The Sparrow Search Algorithm (SSA) is recognized for its rapid convergence and precision in engineering optimization, yet it faces the challenge of premature convergence on complex problems. To address this, a multi-strategy improved sparrow search algorithm (MISSA) is proposed to enhance the optimization performance and applicability in this study. For the first time in the algorithm, the first definition of ellipses is integrated into SSA to balance its exploration and exploitation capabilities.
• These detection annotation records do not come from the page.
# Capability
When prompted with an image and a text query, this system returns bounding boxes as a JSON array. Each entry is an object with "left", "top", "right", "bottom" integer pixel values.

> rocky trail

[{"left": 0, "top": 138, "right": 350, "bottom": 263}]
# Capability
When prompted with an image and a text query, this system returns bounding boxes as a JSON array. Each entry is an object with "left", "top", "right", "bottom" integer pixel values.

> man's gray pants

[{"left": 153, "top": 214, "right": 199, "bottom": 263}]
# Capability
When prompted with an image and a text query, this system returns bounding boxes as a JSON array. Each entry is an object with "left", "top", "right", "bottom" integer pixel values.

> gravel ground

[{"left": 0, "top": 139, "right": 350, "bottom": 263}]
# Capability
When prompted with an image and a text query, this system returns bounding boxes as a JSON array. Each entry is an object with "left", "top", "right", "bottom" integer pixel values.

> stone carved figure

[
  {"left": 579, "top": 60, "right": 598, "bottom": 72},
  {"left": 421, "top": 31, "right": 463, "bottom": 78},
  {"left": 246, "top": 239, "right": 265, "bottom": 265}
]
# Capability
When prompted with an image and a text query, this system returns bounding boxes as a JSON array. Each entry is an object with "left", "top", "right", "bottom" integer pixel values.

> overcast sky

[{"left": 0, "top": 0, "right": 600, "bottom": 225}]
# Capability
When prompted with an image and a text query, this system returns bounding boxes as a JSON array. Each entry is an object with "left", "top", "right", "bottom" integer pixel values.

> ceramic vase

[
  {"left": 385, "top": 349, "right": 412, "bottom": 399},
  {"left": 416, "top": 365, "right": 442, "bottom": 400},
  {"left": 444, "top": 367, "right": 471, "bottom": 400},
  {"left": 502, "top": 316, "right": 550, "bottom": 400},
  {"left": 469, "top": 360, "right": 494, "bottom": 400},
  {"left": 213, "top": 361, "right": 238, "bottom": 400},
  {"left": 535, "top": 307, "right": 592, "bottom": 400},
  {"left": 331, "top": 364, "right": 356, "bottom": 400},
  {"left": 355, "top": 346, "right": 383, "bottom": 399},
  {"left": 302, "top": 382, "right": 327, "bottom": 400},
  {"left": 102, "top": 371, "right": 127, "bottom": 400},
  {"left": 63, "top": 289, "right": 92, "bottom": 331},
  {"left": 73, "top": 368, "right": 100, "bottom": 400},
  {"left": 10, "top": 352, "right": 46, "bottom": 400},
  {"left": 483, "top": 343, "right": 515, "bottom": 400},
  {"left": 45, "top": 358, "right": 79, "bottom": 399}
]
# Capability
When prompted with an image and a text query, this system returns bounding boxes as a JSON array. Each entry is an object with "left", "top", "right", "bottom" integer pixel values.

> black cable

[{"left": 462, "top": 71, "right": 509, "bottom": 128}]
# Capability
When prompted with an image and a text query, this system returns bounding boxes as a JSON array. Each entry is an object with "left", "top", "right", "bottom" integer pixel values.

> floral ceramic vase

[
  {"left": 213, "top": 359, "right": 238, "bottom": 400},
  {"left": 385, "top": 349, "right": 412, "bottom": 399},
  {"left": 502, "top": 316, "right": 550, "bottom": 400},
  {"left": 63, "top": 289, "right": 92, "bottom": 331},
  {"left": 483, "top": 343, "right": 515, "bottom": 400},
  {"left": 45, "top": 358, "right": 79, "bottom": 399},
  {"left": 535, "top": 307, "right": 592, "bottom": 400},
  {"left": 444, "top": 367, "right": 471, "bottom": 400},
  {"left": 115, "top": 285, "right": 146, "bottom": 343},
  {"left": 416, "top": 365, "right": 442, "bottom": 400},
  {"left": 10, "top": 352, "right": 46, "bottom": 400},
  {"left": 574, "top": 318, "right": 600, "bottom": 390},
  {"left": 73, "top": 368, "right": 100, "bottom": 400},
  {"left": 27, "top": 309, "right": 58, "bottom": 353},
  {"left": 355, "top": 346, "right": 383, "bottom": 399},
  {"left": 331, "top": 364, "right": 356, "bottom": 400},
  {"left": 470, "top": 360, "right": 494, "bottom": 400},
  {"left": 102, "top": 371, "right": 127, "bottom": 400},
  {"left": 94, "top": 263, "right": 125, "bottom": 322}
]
A group co-evolutionary mechanism is introduced to promote population diversity and suppress premature convergence. Unlike most existing work, ablation experiments are utilized to evaluate the effective impact of these enhancement strategies on SSA. Statistical results based on the Wilcoxon signed-rank test and Friedman test show that the dynamic regulator based on the first definition of ellipses has the greatest impact on improving the performance of SSA. Numerical experiments based on the CEC2017 benchmark problems are used as an optimization case to compare MISSA with the classical metaheuristic algorithm and other state-of-the-art variants of SSA. The results demonstrate the outstanding performance and immense potential of MISSA in problem-solving. The applicability of the proposed algorithm is validated through six actual engineering optimization problems, showcasing strong competitiveness in global optimization.

Abstract Image

基于椭圆第一定义和群体协同进化机制的工程优化问题多策略改进麻雀搜索算法
麻雀搜索算法(SSA)因其在工程优化中的快速收敛性和精确性而得到广泛认可,但在复杂问题上却面临着过早收敛的挑战。针对这一问题,本研究提出了一种多策略改进麻雀搜索算法(MISSA),以提高其优化性能和适用性。该算法首次将椭圆的第一定义集成到 SSA 中,以平衡其探索和利用能力。该算法还引入了群体协同进化机制,以促进群体多样性并抑制过早收敛。与大多数现有研究不同的是,我们利用消融实验来评估这些增强策略对 SSA 的有效影响。基于 Wilcoxon 符号秩检验和 Friedman 检验的统计结果表明,基于椭圆第一定义的动态调节器对提高 SSA 性能的影响最大。基于 CEC2017 基准问题的数值实验作为优化案例,将 MISSA 与经典元启发式算法及其他最先进的 SSA 变体进行了比较。结果证明了 MISSA 在解决问题方面的出色表现和巨大潜力。通过六个实际工程优化问题验证了所提算法的适用性,展示了其在全球优化领域的强大竞争力。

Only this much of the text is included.